Each film, packed with extras, looks and sound terrific on Blu-ray. Overall, “The Batman Anthology is highly recommended.


Other Blu-ray releases this week:


“Cadillac Records” (Sony, 2008, $39.95): Adrian Brody plays Leonard Chess, founder of a small record company in the late 1940s that discovered and promoted black performers who became legends. Among them were Etta James (Beyonce Knowles), Muddy Waters (Jeffrey Wright), Chuck Berry (Mos Def), Little Walter (Columbus Short) and Willie Dixon (Cedric the Entertainer). Behind it all is also a tale of violence, race and sex in Chicago of the 1950s and 1960s. Good performances all around and then there is the great music. Recommended.


“Primal Fear” (Paramount, 1996, $29.99): When an altar boy (Edward Norton) is arrested for the brutal murder of a Catholic archbishop, publicity-seeking defense lawyer Martin Vail (Richard Gere) decides to defend him. Vail doesn’t know if his client is guilty or not and, at first, that really doesn’t matter. Vail just wants to win. But he soon finds himself involved in case with all sorts of twists and turns. First-rate court room drama. Recommended.


“Milk” (Universal, 2008, $39.98): Sean Penn stars in his Oscar-winning role of Harvey Milk, who became the first openly gay man to run for and win a public office, on the San Francisco Board of Supervisors. Also in the cast are Emile Hirsch, Josh Brolin, James Franco and Diego Luna.


“Brokeback Mountain” (Universal, 2005, $29.98): A ranch hand (Heath Ledger) and a rodeo rider (Jake Gyllenhaal) meet during the summer of 1963 when they both sign on to work as sheepherders for a Wyoming ranch. During their months of isolation together they form a special bond that turns into love. The film won three Oscars and was nominated for five others.


“Synecdoche, New York” (Sony, 2008, $39.95): Philip Seymour Hoffman portrays a theater director who has health problems and unstable romances with women. Despite all this, he undertakes a staggering project - building a full-scale replica of New York City in a massive warehouse. After he populates it with actors, his vision becomes blurred between reality and art. You can bet there has never been a movie quite like this one.

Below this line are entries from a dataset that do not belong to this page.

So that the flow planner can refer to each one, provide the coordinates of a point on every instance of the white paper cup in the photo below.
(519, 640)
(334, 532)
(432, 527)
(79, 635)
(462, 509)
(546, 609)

“Gulliver’s Travels” (KOCH, 1939, $19.98): Max Fleisher’s full-length animated featured inspired by is not quite up to par with Disney’s work, but it still manages to entertain and the kids should enjoy it. Unfortunately, it is not presented in its original 1.33:1 (4x3) aspect ratio and has been blown up to fill the 16x9 wide screen format.


Also now on Blu-ray: “Role Models” (Universal, 2009, $39.98), Seann William Scott, Paul Rudd; “Transporter 3” (Lions Gate, 2008, $39.99), Jason Statham; “Let the Right One In” (Magnolia, 2008, $34.98), Lina Leandersson.